The problem with this is that the webfinger spec allows additional parameters (e.g. "rel"), so if you do this you violate the spec.
(EDIT: Actually given it does a full regex match it might work; though it'll return supersets of the intended results if rel= constraints are preset, and possibly break if the rel= argument is put after the "resource=" in the URL so would need refinement; of course it depends on using a server which allows arbitrary regex based rewrites, which rules out a lot of object storage etc.)
It may happen to work for some clients some of the time, until it suddenly doesn't.
Oh I love this! I've been trying to understand ActivityPub from first principles, looking for a really simple hackable server. (Really what I want is a server that lets me write the ActivityPub equivalent of CGI scripts to easily host diverse content.)

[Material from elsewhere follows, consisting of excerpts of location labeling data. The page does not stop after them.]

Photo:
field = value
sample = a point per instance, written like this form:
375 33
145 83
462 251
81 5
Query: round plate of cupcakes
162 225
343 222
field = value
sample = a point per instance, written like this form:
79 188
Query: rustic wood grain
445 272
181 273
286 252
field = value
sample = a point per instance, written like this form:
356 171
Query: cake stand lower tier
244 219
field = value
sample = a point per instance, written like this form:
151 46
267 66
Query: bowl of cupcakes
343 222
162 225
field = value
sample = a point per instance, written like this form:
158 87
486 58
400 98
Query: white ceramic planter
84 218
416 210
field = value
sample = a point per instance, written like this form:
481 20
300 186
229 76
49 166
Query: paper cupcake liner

This little static file experiment is a great teaching tool. To folks complaining about conflating ActivityPub with Mastodon, part of his goal here is to do the minimum ActivityPub implementation so that his account looks a certain way on Mastodon. Other ActivityPub instances might be asking for different requests; he's doing the Mastodon minimum.
Conflating mastodon and activitypub might fly in your title or your seo, but this is a technical comunity of technical people and we're all clickbait-averse pedants, so maybe use an honest title here?
It's definitely interesting to read how ActivityPub actually operates, but conflating the two may give the wrong idea.